The Nature of Sorcery
One of my players pointed out that martial arts were typically established through a Master/Apprentice relationship, and that it would really make sense to do this with Sorcery as well.  I'm not sure how I feel about this.  I like the idea of that relationship, but I worry that it makes it a little too safe.  The danger would have to come from somewhere.  Obviously the process (sorcery) isn't safe, but I don't want Sorcery to be "martial arts, but with magic".

Demons as masters?

No.  Masters, but ridden by really powerful possessor demons.


Some Guy's Name
Former monk, Lore=1, dug up "secrets no man was meant to know", and realizes what all this weirdness is about.  Knows enough to be a pain in the ass demon-killer, but mostly tries to convince those in power about what's really going on.  Sort of a kung-fu-fightin' private dick with a conscience.
Black Cadillacs - Your soapbox about War.  Use it.

Darcy Burgess

Humanity -- What the Fuck!
One of the original things that made me want to do this setting was the concept of Humanity as Honour.  But Honour doesn't riff a whole lot with the premise that I've since developed.  And I'm much more interested in the premise.  Taking a page from Jake's plan over in his Soldiers Thread, I'll probably work out something that has Humanity clashing with the Nature of Sorcery.

Decency?  Compassion?  Simplicity?

That has the potential to really set up the cost of power, which does relate to the premise.  What concerns me there, is that with that sort of loaded Humanity definition, isn't the Premise question answered?  At least in part?


Question of the Day #1
This one's taregeted at all you Sorcerer GMs out there.  Would you play your first game immediately after chargen, or wait two weeks?  The reason I'm asking is this: our group is coming from a Sim-based background (but approaching Sorc with eyes open in terms of the Narr goals we have), and I know I'm going to have a hard time not "pre-planning" the adventure.  I was thinking that if we got right into it, I wouldn't have the chance to slip into old habits.  On the other hand, there's the potential for insufficient prep.
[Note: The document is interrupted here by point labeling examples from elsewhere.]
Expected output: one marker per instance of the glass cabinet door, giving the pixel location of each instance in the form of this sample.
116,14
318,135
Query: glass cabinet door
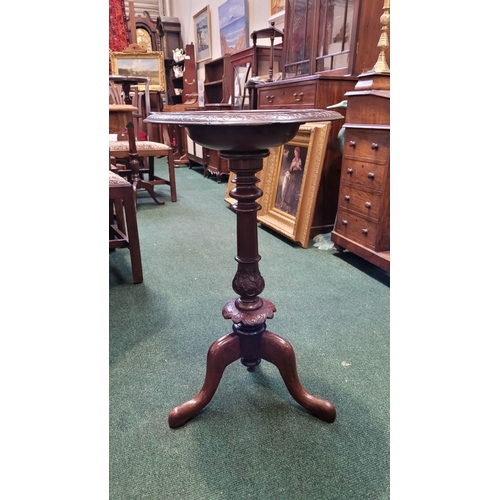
320,30
334,35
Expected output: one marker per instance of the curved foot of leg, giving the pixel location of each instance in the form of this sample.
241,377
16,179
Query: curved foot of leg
221,354
278,351
149,188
I'm thinking that the quality of the players' kickers will help make the decision...


Question of the Day #2
How many NPCs do you stat up for your Sorc games?  Obviously, the demons.  But what about villains?  Just the "big bad"?  Some minors?  What works well?


Paging Ron Edwards...
<best Jabba voice>Ron, me boogie</best Jabba voice>.  What about those Rmap questions, hunh?  It's in the last post, eh?
Black Cadillacs - Your soapbox about War.  Use it.

Darcy Burgess

Running on ... nearly empty
Languishing in "8 days 'til chargen" hell sucks.  The big one.  Must fight urge to tie down everything about the game!

Real Ultimate Power (sad injoke.  search thru the Driftwood pages to get in on the deal)
Gotta have ninjas.  Maybe some link between a ninja clan and Ikebana.  Clan as parent, Ikebana as fractious entity?  Ninjas as good guys?  Then they can get mowed down for pathos.  1 dead ninja = 1 gold pathos.  cool.
Black Cadillacs - Your soapbox about War.  Use it.

Ron Edwards

Darcy, dunk your head in the horse trough.
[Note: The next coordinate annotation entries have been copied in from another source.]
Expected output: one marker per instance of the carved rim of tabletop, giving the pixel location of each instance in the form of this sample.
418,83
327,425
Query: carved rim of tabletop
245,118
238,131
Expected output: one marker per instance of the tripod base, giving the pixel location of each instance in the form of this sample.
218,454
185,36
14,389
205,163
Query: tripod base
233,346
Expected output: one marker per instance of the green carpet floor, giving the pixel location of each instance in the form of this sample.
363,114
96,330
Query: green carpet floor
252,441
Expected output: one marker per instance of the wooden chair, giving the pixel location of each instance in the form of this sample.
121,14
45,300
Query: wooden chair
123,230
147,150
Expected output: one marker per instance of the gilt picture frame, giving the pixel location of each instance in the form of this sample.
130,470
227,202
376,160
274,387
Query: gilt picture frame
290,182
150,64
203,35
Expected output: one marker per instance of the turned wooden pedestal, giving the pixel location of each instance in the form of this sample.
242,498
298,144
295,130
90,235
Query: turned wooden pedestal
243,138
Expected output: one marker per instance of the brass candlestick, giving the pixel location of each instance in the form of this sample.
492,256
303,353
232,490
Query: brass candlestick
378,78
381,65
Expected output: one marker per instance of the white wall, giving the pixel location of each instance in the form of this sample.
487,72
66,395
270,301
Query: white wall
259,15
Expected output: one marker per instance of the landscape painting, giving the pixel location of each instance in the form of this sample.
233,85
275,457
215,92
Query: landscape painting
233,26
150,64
1. Fuck ninjas. Ninjas are stupid, and they take over every aspect of any game they're in. Yes, I realize the native-language plural of "ninja" is "ninja." I do not care.

I'm totally serious; you'll put a big poker up the ass of your game if you include ninjas. They are absent from The Mountain Witch for a very very good reason.
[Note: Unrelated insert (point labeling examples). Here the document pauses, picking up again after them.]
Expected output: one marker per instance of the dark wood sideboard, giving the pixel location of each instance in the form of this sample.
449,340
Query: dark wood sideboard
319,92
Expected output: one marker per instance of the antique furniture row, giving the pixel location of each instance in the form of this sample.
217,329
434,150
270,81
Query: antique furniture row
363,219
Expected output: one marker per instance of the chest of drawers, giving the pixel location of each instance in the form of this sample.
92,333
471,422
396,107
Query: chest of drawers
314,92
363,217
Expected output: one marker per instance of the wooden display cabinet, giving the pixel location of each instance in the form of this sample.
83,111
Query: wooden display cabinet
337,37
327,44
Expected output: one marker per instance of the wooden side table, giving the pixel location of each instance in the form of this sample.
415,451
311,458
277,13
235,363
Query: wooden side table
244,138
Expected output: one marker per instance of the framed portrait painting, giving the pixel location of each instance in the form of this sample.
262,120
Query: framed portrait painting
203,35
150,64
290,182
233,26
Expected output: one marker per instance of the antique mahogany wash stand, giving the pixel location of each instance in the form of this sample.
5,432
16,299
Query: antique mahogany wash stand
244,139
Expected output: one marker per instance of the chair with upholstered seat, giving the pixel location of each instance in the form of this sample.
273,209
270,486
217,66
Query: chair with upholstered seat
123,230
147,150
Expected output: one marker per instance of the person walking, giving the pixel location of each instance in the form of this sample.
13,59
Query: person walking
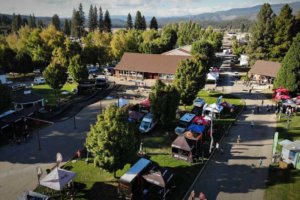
217,146
260,162
238,140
2. You've committed a hideous error by thinking "organization first, relationship map second (i.e. within organizations)." Stop that right now. Think of the relationship map as the biggest thing, arching over and branching into all other aspects of society. Some of its members may be in some societal organizations; just color them appropriately with a pen or something like that. (I tend to make dotted-line boxes around them, but it is messy.)

And stop "nailing down" anything except the look and feel. Check out my necromancy game for examples of a one-sheet and handouts (do a search in this forum for the threads, using "necromancy" and me as author).